A long long time ago and very far away we were given some sage advice. Newly minted professionals and still green behind the ears we listened. And then we acted upon the words of wisdom.
We, through different routes, had escaped to the “real world” with no debt from our years at school. Having just moved to Lotus Land and even then we couldn’t afford real estate with the interest rate at 18% and prices through the roof.
But Ron’s dad strongly encouraged us to put some money into RRSP’s so at the tender age of 22 we did. Smart move. One we kept on repeating as often as we could.
Plus we did a budget and stuck to it. We have always and will always. Some years there is more wiggle room than other years but throughout it all we have kept putting funds aside.
Old age security (OAS) and Canada pension plan (CPP) will not take one far. I don’t think that imperative is too strong of a word. Other savings are imperative to a retirement life style where one doesn’t have to worry about outlasting their funds. Which means that compound interest is your friend and that saving early is best but starting at any point in time is better than never. Paying down debt and saving for the future are vitally important. Live within your means as you just never know how things will turn out in this job market.

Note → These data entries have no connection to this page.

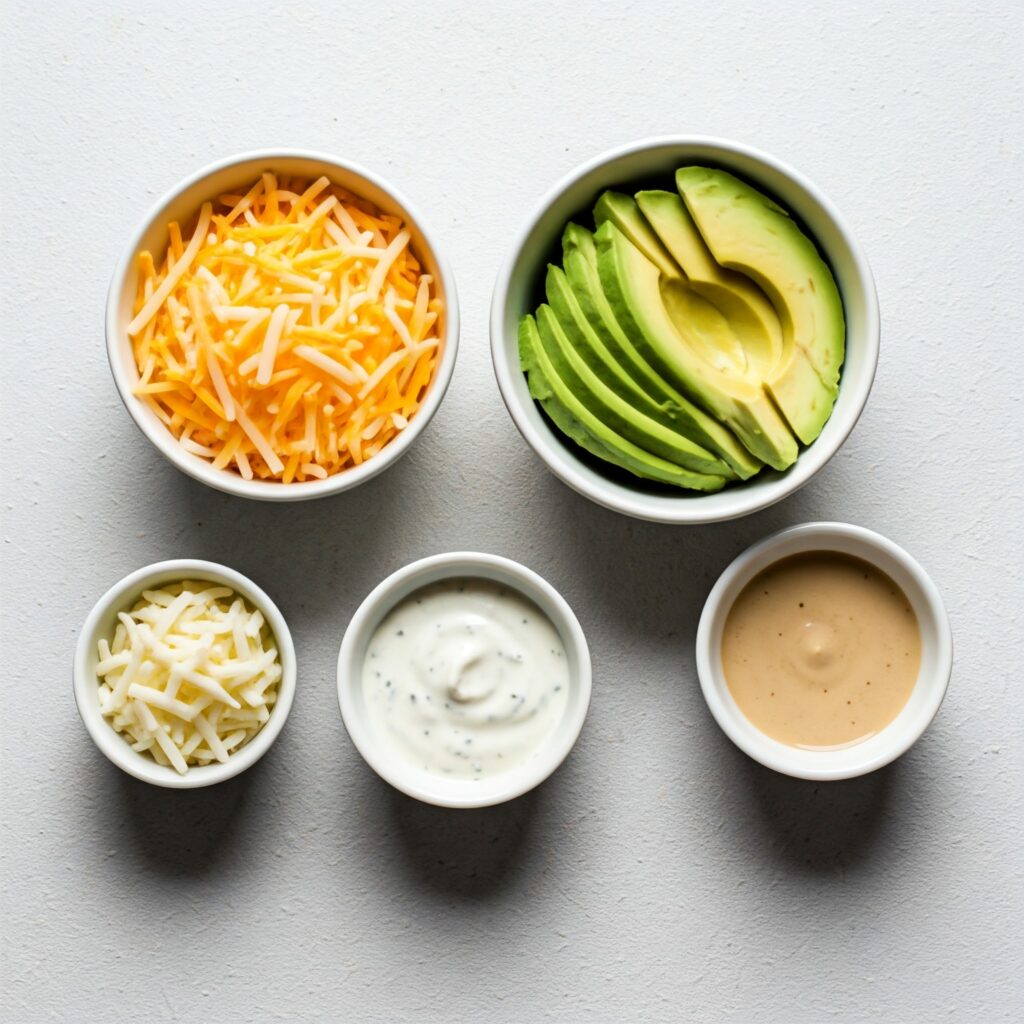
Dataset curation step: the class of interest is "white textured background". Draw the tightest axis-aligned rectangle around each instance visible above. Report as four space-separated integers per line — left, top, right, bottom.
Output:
2 2 1022 1021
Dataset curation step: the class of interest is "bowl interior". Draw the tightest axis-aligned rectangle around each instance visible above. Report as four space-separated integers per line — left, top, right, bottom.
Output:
698 525 951 779
75 561 295 788
109 151 456 500
338 554 591 807
494 138 878 523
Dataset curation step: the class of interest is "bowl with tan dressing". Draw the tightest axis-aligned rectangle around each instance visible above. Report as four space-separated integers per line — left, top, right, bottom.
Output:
695 522 952 780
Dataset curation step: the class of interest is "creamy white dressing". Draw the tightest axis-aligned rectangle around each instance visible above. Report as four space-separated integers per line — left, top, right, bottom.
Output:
362 578 570 779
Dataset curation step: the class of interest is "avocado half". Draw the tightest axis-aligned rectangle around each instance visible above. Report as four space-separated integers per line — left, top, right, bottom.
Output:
634 189 783 380
596 221 798 471
676 167 845 444
558 230 761 480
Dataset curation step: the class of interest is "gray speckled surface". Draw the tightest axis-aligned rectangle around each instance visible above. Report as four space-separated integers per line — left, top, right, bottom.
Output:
2 2 1022 1021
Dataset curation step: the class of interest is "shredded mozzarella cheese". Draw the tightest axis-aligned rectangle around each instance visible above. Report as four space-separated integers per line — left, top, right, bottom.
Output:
96 581 282 774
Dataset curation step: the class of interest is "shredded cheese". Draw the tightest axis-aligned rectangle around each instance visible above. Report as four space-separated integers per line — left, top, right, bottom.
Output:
128 175 443 482
95 581 282 774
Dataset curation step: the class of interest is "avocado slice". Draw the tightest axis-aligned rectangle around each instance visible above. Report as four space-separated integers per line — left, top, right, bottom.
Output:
635 190 783 378
544 264 686 436
596 221 799 471
560 235 762 480
562 222 598 265
594 191 681 280
676 167 844 444
518 315 726 492
535 304 731 477
598 192 753 377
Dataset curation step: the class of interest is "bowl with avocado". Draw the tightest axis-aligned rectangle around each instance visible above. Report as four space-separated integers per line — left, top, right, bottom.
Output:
490 137 879 524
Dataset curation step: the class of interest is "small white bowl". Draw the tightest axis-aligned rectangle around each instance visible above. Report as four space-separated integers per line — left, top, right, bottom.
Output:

Find a true financial advisor and sit down to examine your financial life, critically. A financial adviser isn’t just the once a year guy that you see for RRSP’s but the person you should consult and review short and long term plans with. We’ve been lucky to have a good one on our side. He says we are model clients as we plan ahead and have a realistic grasp of what we spend. Now, of course, our “projects” haven’t been cheap but they weigh in as a long term equity.
Your decisions today affect your future stability. Think about it.